ModSecurity is a plugin for Apache web servers which functions as a web app layer firewall. It is used to stop attacks towards script-driven websites through the use of security rules that contain specific expressions. This way, the firewall can stop hacking and spamming attempts and shield even sites which aren't updated frequently. For instance, several unsuccessful login attempts to a script admin area or attempts to execute a particular file with the purpose to get access to the script will trigger particular rules, so ModSecurity shall block out these activities the instant it discovers them. The firewall is quite efficient as it screens the entire HTTP traffic to an Internet site in real time without slowing it down, so it can prevent an attack before any damage is done. It also keeps an exceptionally comprehensive log of all attack attempts which includes more information than conventional Apache logs, so you could later check out the data and take extra measures to enhance the security of your Internet sites if necessary.
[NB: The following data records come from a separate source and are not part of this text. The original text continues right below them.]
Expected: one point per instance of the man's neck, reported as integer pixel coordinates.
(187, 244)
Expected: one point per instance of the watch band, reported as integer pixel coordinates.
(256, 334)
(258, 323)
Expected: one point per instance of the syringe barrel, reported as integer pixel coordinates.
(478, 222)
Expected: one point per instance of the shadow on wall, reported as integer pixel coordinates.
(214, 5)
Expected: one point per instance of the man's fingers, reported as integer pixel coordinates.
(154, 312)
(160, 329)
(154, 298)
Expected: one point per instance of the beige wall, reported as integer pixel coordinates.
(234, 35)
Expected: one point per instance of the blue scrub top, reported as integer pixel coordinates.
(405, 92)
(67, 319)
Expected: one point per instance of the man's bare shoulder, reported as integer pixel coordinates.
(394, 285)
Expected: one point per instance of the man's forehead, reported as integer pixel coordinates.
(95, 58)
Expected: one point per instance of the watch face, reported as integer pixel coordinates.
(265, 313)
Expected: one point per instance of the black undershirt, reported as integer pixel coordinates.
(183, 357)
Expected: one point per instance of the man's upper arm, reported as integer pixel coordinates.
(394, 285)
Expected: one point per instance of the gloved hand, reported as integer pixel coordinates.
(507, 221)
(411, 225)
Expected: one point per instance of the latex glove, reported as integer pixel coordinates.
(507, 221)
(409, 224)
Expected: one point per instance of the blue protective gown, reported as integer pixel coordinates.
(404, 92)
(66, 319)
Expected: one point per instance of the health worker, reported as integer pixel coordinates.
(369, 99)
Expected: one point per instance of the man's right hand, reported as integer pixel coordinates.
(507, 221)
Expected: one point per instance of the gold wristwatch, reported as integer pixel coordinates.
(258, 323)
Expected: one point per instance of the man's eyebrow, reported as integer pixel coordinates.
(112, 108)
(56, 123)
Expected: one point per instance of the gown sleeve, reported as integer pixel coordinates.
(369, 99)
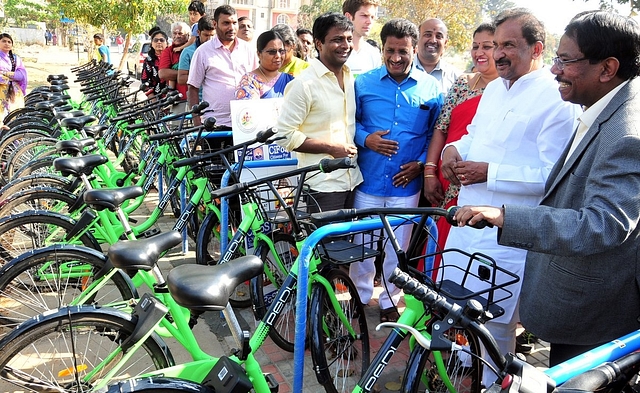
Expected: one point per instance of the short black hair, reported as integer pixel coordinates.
(225, 9)
(399, 28)
(265, 38)
(197, 6)
(287, 34)
(602, 34)
(488, 27)
(328, 20)
(206, 23)
(532, 27)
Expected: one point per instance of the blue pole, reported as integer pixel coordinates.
(303, 279)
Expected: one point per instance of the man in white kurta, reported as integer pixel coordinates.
(520, 129)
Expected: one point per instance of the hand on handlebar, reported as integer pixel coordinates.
(472, 215)
(347, 150)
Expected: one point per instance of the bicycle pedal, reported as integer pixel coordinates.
(149, 233)
(274, 386)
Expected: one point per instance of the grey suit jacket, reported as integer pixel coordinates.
(581, 282)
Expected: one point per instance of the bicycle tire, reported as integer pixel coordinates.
(39, 165)
(157, 385)
(51, 277)
(282, 332)
(464, 370)
(28, 151)
(38, 198)
(74, 339)
(45, 180)
(9, 144)
(208, 253)
(339, 360)
(33, 229)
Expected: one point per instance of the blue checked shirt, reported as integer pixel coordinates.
(408, 110)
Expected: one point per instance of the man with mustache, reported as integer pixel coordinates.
(392, 134)
(433, 41)
(169, 59)
(516, 136)
(218, 65)
(317, 117)
(580, 286)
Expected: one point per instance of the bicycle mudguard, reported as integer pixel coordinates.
(157, 383)
(78, 312)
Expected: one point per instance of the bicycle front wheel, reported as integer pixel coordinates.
(267, 284)
(463, 368)
(51, 278)
(60, 352)
(340, 357)
(36, 229)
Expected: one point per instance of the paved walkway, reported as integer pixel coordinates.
(214, 336)
(280, 363)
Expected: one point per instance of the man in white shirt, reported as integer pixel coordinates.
(580, 286)
(518, 133)
(434, 37)
(362, 13)
(317, 118)
(218, 65)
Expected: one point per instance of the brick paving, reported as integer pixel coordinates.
(280, 363)
(272, 358)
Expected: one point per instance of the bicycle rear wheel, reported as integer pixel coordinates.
(464, 370)
(60, 350)
(51, 278)
(339, 358)
(36, 229)
(283, 331)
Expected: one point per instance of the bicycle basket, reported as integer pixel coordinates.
(481, 279)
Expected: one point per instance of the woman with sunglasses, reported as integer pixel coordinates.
(265, 81)
(159, 42)
(13, 77)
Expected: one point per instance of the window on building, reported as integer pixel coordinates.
(283, 18)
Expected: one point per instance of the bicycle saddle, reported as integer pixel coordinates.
(56, 77)
(74, 146)
(46, 105)
(77, 166)
(58, 88)
(110, 198)
(95, 130)
(76, 123)
(142, 254)
(207, 288)
(65, 115)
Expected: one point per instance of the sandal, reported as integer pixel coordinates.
(389, 315)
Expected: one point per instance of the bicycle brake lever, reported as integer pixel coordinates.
(421, 339)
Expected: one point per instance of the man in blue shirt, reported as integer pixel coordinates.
(396, 108)
(206, 30)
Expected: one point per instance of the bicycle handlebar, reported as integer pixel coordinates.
(261, 137)
(350, 214)
(329, 165)
(208, 125)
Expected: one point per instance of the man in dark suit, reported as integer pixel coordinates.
(581, 284)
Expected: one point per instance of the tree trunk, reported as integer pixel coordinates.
(125, 51)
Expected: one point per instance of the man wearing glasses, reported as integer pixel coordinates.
(169, 59)
(516, 136)
(218, 65)
(580, 286)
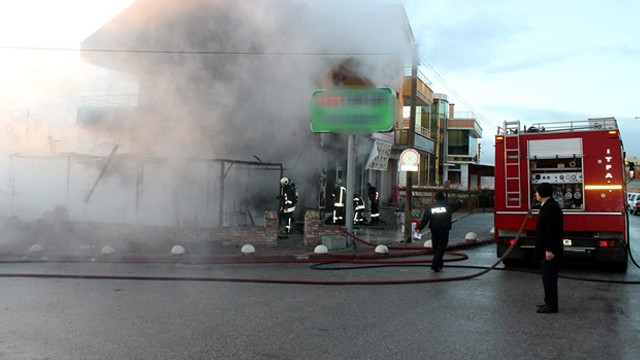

ModSecurity in Cloud Web Hosting

ModSecurity comes standard with all cloud web hosting plans which we supply and it shall be switched on automatically for any domain or subdomain which you add/create in your Hepsia hosting CP. The firewall has 3 different modes, so you could switch on and deactivate it with simply a click or set it to detection mode, so it shall keep a log of all attacks, but it will not do anything to stop them. The log for each of your websites will feature detailed information such as the nature of the attack, where it originated from, what action was taken by ModSecurity, and so forth. The firewall rules we use are regularly updated and consist of both commercial ones we get from a third-party security business and custom ones that our system administrators add in the event that they detect a new sort of attacks. That way, the websites you host here shall be much more secure with no action expected on your end.

ModSecurity in Semi-dedicated Servers

ModSecurity is part of our semi-dedicated server packages and if you opt to host your Internet sites with our company, there won't be anything special you'll need to do since the firewall is turned on by default for all domains and subdomains which you include using your hosting Control Panel. If required, you can disable ModSecurity for a particular site or turn on the so-called detection mode in which case the firewall will still function and record info, but won't do anything to stop possible attacks on your sites. Comprehensive logs shall be accessible within your CP and you'll be able to see what sort of attacks took place, what security rules were triggered and how the firewall dealt with the threats, what IP addresses the attacks originated from, etc. We use 2 sorts of rules on our servers - commercial ones from an organization that operates in the field of web security, and custom ones that our administrators often include to respond to newly identified threats in a timely manner.

ModSecurity in Dedicated Servers

ModSecurity is included with all dedicated servers which are set up with our Hepsia CP and you won't have to do anything specific on your end to use it because it's enabled by default each time you add a new domain or subdomain on your hosting server. In case it disrupts any of your programs, you shall be able to stop it through the respective section of Hepsia, or you may leave it working in passive mode, so it'll detect attacks and will still keep a log for them, but shall not stop them. You can analyze the logs later to learn what you can do to improve the safety of your websites since you will find info such as where an intrusion attempt originated from, what website was attacked and based on what rule ModSecurity responded, and so forth. The rules we employ are commercial, therefore they are regularly updated by a security company, but to be on the safe side, our admins also add custom rules every now and then as to deal with any new threats they have found.